Inés Jorge de Figueiredo, a 34-year-old doctor from Portugal, said she had ibuprofen and other basic supplies, but was desperately short of treatments for chronic conditions including hypertension and diabetes.
“The people need help. The need is changing, but we need to be here and our organisation is struggling to get another team (of doctors to come through),” she said.
Aid groups need cash to pay their electricity, water, food bills she added. Staff there need “help to pay (for) our car to go from one centre to the other centre.”
Around a dozen aid workers in Boratyn, at the Przemysl train station and at the Medyka border crossing told Reuters they were tired and struggling with rain, snow, sub-zero temperatures and dwindling resources.
A Polish government spokesperson did not immediately respond to a request for comment on requests for more state aid.
“WE GETUSED TO EVERYTHING“
Agencies at Medyka said they were trying to get more volunteers, so they could give existing workers more time off.
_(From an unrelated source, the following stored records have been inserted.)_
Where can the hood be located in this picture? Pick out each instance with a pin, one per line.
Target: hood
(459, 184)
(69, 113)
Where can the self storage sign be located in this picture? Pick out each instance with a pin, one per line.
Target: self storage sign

Some said they had already started bringing in people for just a week or two weeks at a time, before giving them a break and flying in replacements from abroad.
Volunteers hid under rain ponchos and dripping tents, venturing out occasionally to offer refugees pizza, fries and hot drinks.
“People are coming with really critical needs that need to be addressed,” Shabia Mantoo, spokeswoman for the UN refugee agency UNHCR, said.
“So it’s really important for the international community to support the national responses, humanitarian actors and others that are on the ground.”
Lillian Boulard, 49, who drove a car-load of supplies from his home in Bordeaux at the beginning of the conflict and now organises regular aid convoys from France, said supplies would run out if bigger organisations did not step in.
“The events (in Ukraine) have overtaken the NGOs (non-governmental organisations). They’re not here. Or only very little,” he said.
Refugees said they were doing their part.
“We’re trying to help here with cleaning and keeping the place tidy,” said Kateryna Rogachova, originally from Velyka Dymerka in Ukraine’s Kyiv Oblast region.
Standing next to shelves full of clothes and plastic packs of water bottles, Rogachova said the work was helping her to adjust.
“We go to other similar institutions and help there as well. We paint the walls, fold cloths, help unload the groceries,” the 49-year-old said. “Little by little, we get used to everything.”